Common Mistakes to Avoid

❌ Adding "Convenience" Logic

# DON'T DO THIS
@app.post("/start_chat_and_wait_for_ready")
async def start_chat_and_wait():
    await bridge.start_chat(...)
    while state.ai_state != AIState.IDLE:
        await asyncio.sleep(0.1)  # Business logic in gateway!
    return {"status": "ready"}

The downstream app should: 1. Call start_chat 2. Subscribe to state changes 3. Decide when to proceed

❌ Caching Derived Business State

# DON'T DO THIS
class GatewayState:
    @property
    def can_send_message(self):
        return self.ai_state == AIState.IDLE and not self.external_speaker_active

Different apps have different rules about when to send messages. This is a business decision.

❌ Hardcoding App Behavior

# DON'T DO THIS
async def send_dialogue(self, text: str, source: str):
    if source == "game":
        await self.external_speaker_start("game")  # App-specific flow!
    await self.bridge.send_message(...)

The gateway doesn't know app-specific flows.
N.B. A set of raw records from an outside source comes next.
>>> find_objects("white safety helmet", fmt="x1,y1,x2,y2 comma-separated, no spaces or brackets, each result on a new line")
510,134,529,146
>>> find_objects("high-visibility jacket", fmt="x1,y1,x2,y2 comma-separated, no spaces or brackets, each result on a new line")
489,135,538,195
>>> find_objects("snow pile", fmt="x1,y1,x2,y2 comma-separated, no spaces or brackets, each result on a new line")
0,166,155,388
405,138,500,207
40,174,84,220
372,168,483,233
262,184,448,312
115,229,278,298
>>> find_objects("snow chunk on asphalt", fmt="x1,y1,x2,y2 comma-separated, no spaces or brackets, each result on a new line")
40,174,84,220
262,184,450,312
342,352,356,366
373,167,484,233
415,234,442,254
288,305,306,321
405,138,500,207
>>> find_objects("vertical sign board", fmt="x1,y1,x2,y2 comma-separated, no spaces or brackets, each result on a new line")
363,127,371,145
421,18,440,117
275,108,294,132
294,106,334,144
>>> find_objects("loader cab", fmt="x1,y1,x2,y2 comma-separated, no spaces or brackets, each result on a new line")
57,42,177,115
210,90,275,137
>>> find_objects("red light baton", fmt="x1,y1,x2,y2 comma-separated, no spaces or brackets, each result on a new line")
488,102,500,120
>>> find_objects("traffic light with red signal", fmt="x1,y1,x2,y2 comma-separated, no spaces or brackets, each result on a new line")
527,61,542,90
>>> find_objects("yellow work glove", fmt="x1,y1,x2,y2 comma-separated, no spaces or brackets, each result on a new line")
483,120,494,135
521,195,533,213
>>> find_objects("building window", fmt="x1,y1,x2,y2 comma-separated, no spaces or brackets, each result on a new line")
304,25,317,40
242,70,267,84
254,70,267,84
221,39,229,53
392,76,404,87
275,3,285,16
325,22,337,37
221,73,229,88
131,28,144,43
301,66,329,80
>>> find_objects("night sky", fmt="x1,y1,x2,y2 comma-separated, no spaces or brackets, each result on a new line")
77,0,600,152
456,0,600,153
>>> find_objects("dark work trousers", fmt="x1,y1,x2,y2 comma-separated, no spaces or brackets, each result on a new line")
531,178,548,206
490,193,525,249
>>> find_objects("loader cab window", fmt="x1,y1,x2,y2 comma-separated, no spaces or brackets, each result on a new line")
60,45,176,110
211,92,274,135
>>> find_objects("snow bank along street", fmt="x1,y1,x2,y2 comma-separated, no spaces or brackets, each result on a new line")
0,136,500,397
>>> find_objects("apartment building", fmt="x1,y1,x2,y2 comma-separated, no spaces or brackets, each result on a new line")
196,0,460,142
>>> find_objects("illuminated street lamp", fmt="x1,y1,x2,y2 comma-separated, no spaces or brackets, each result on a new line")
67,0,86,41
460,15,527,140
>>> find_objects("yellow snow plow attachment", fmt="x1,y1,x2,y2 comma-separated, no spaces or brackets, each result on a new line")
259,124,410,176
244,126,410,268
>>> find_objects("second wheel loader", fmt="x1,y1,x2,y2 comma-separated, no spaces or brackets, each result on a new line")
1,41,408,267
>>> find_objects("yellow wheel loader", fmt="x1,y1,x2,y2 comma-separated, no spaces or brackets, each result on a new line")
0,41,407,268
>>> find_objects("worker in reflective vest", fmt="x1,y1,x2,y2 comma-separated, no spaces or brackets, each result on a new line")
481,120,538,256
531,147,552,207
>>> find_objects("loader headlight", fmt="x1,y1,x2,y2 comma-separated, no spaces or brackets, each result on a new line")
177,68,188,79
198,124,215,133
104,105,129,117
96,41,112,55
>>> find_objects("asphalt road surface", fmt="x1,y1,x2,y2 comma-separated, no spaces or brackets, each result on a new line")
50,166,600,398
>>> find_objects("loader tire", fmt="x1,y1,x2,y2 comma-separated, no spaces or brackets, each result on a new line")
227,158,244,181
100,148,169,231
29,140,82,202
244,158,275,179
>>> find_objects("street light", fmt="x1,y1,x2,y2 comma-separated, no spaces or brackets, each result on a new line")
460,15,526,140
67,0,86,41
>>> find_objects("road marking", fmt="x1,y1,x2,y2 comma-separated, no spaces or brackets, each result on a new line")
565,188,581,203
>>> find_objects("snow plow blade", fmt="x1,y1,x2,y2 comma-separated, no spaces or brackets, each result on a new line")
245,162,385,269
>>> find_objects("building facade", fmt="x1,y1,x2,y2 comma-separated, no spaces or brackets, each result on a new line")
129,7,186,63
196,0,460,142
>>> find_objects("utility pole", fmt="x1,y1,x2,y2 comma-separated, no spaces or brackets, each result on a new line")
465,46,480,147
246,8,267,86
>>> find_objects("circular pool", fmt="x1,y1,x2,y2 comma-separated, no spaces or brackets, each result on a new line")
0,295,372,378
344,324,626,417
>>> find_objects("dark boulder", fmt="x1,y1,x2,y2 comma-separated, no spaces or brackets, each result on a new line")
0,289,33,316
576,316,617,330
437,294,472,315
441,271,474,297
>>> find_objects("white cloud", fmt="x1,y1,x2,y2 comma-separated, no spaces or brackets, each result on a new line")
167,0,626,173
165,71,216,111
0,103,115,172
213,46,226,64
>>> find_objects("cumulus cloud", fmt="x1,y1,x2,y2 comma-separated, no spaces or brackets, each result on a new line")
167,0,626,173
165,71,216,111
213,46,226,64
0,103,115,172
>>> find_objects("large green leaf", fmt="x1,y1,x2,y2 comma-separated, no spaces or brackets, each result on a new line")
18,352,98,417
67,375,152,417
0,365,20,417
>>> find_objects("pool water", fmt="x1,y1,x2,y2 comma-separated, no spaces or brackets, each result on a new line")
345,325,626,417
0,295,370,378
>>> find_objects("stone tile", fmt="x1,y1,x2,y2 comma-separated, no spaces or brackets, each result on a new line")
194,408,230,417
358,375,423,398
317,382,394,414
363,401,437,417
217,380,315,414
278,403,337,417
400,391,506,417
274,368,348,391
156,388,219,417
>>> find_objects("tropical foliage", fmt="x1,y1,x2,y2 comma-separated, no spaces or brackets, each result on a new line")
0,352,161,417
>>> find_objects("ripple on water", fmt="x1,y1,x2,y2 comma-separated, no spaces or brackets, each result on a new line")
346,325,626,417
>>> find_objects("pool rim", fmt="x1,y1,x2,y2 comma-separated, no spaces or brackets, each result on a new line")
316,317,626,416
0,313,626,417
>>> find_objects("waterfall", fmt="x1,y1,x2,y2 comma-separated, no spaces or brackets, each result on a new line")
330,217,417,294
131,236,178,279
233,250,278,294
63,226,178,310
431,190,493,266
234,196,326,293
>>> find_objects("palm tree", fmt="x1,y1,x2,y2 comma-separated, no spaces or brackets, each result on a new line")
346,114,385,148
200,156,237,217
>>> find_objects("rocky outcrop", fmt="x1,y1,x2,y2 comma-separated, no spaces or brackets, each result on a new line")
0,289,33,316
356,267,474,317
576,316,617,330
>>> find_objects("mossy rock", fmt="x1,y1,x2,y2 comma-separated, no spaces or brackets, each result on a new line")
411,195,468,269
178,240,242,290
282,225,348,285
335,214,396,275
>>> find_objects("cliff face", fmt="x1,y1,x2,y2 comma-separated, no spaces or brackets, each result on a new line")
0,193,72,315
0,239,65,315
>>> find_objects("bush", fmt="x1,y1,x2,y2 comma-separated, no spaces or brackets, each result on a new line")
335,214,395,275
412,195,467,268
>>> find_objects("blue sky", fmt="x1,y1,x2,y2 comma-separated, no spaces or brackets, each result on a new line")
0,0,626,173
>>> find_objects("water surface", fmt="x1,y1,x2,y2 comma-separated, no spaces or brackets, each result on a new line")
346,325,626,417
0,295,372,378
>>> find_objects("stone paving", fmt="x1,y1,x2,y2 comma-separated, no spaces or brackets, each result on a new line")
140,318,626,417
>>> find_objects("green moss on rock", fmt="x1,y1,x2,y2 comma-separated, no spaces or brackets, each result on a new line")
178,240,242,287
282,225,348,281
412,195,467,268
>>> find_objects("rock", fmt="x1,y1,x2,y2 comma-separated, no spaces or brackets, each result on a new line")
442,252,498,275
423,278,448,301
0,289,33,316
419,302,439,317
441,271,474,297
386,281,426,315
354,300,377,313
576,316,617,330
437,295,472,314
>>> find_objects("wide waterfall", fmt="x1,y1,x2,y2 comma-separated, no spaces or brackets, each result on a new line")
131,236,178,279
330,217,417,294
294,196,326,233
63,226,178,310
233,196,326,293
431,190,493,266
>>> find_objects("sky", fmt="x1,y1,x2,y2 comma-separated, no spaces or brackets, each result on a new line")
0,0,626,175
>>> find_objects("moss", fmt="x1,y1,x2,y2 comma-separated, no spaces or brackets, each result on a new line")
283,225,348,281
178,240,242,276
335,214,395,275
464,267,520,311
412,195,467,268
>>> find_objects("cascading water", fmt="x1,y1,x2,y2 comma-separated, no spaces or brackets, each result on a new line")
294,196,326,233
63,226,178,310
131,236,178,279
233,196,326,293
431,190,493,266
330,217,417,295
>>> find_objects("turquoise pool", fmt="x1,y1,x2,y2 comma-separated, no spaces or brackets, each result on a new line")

The game-relay should call external_speaker_start itself.

❌ Exposing Internal IDs

# DON'T DO THIS
def to_snapshot(self):
    return {
        "chat_id": self.chat_id,      # Internal detail
        "session_id": self.session_id, # Internal detail
        ...
    }

# DO THIS
def to_snapshot(self):
    return {
        "chat_active": self.chat_id is not None,  # What clients need
        ...
    }

Testing Guidelines

Unit Tests

Test components in isolation:

def test_sentence_buffer_emits_complete_sentences():
    sentences = []

    async def on_sentence(text, char_id, msg_id):
        sentences.append(text)

    buffer = SentenceBuffer(on_sentence)
    await buffer.process_chunk("msg-1", "char-1", "Hello! How are you? ")

    assert "Hello!" in sentences
    assert "How are you?" in sentences

Integration Tests

Test with mock Voxta:

async def test_chat_lifecycle_events():
    # Start gateway with mock voxta
    # Simulate chatStarted event
    # Verify clients receive chat_started
    # Simulate chatClosed event
    # Verify clients receive chat_closed
    pass

Debugging Tips

Check State First

curl http://localhost:8081/state | jq

Check Client Subscriptions

curl http://localhost:8081/debug/clients | jq

Check Event History

curl http://localhost:8081/debug/voxta/history | jq

Use Debug UI

Open http://localhost:8081 to see real-time traffic per client.

Summary

The Gateway is a translator and state broadcaster. It should be:

  • Dumb: No autonomous decisions
  • Thin: Minimal processing, just translation
  • Transparent: Debug UI shows all traffic
  • Stable: Changes are rare after initial implementation

If you're adding lots of code to the Gateway, you're probably solving the wrong problem in the wrong place.